I realize this is a very old thread and probably not very useful any more, but...
I just finished writing a home-grown solution that simply queries DSODB for the parameter values passed in to all jobs, uses grep/awk/etc to reduce the noise (removing anything that is formatted as a date or time, anything that resembles a password or token, and anything I could find that is not a table definition, MQ queue name, web site, or other lineage-related information), and then keeps a permanent record of any unique parameters passed to the specific job. To reduce the load on my database (and since I am keeping a permanent record of unique parameters anyway), I only pull "the last two days" of runtime parameters each day.
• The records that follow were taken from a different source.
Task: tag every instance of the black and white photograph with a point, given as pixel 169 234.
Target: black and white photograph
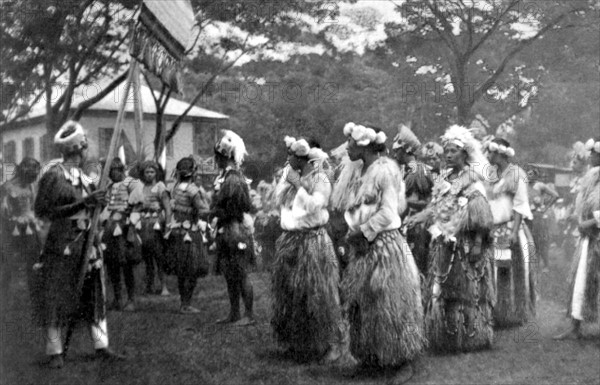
pixel 311 192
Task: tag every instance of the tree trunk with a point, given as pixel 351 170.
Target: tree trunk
pixel 463 94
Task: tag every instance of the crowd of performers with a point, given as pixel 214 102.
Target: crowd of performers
pixel 375 254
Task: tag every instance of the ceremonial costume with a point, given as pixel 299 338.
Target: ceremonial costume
pixel 419 183
pixel 266 224
pixel 460 292
pixel 515 265
pixel 20 231
pixel 123 245
pixel 148 218
pixel 62 190
pixel 380 287
pixel 585 276
pixel 186 253
pixel 234 225
pixel 305 282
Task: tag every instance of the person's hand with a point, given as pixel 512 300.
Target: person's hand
pixel 514 238
pixel 96 198
pixel 293 177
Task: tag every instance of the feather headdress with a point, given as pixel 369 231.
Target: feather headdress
pixel 431 149
pixel 232 146
pixel 364 135
pixel 406 139
pixel 463 138
pixel 71 137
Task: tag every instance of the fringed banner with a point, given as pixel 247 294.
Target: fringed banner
pixel 162 37
pixel 156 58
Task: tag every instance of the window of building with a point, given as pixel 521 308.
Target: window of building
pixel 28 147
pixel 205 136
pixel 9 152
pixel 47 150
pixel 170 149
pixel 104 138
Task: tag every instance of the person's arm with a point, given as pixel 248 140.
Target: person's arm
pixel 165 202
pixel 514 237
pixel 45 203
pixel 387 209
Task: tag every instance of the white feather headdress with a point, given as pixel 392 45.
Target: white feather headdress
pixel 463 138
pixel 232 146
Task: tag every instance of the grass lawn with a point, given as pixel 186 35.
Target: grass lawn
pixel 165 347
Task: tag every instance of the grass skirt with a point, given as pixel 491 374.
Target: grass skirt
pixel 185 254
pixel 460 297
pixel 591 278
pixel 381 293
pixel 515 278
pixel 124 248
pixel 305 286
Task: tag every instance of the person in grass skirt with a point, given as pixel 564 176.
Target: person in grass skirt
pixel 460 293
pixel 585 276
pixel 20 229
pixel 123 246
pixel 67 198
pixel 186 254
pixel 419 184
pixel 307 315
pixel 514 251
pixel 234 226
pixel 151 210
pixel 381 284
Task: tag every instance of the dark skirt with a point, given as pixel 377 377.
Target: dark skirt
pixel 58 301
pixel 123 245
pixel 418 239
pixel 591 279
pixel 516 279
pixel 267 232
pixel 460 297
pixel 305 287
pixel 150 232
pixel 381 293
pixel 235 249
pixel 185 254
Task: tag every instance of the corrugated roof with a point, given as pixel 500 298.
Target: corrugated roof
pixel 112 102
pixel 176 16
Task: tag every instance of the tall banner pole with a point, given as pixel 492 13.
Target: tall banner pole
pixel 138 112
pixel 112 150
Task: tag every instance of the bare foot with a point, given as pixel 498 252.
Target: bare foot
pixel 246 321
pixel 228 319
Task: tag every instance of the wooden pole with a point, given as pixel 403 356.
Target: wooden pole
pixel 138 112
pixel 89 246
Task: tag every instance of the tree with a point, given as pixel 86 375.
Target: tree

I combine this with extracts from an ISX-converted-to-XML backup of my projects for a "where used" including an attempt at runtime metadata.
Limitations:
- DSODB only stores 250-ish characters of any given query in the runtime XML, so if you pass in a query like "select [lots and lots of specifications] from [tablename]" then "[tablename]" will likely not end up in your extract.
- Obviously filtering out any cruft is going to be a time-consuming bit of coding, and highly specific to your own environment and codebase.
My query (note: I am only pulling parallel jobs here - you can easily remove JOBTYPE='PAR' to get sequences as well):
SQL="SELECT JOBEXEC.JOBNAME, JOBEXEC.PROJECTNAME, JOBRUN.INVOCATIONID, XMLSERIALIZE(JOBRUNPARAMS.PARAMLIST as VARCHAR(30000))
FROM ((DSODB.JOBRUN JOBRUN
INNER JOIN DSODB.JOBEXEC JOBEXEC ON (JOBRUN.JOBID = JOBEXEC.JOBID))
INNER JOIN DSODB.JOBRUNPARAMS JOBRUNPARAMS ON (JOBRUNPARAMS.RUNID = JOBRUN.RUNID))
WHERE JOBEXEC.JOBTYPE = 'PAR' AND
JOBRUN.RUNSTARTTIMESTAMP > (CURRENT_DATE - $numberofdays DAYS)"
Some sample code for removing the cruft:
cat $tempfile \
| grep -v "job_name_I_don't_want_to_track" \
| grep -v "another_job_name_I_don't_want_to_track" \
| perl -pe 's|<param name=\"A_PARAMETER_SET_I_ALWAYS_WANT_TO_REMOVE.*?/>||g' \
| sed 's|\.\.\."/><param| FROM SQL_too_long"/><param|pg' \ #### This one turns the "SQL was too long" ellipses into "FROM SQL_too_long" so we have a marker of what we might have missed.
| perl -pe 's|[Ss][Ee][Ll][Ee][Cc][Tt].*?[Ff][Rr][Oo][Mm]|SELECT FROM|pg' \ ### converts all cases of SeLeCt fRoM to SELECT FROM
| perl -pe 's/"INSERT INTO ([^ (]*) .*?\/>/"INSERT INTO \1 "\/>/p' \ ## Extracts just the table name from "INSERT INTO" and throws the rest away.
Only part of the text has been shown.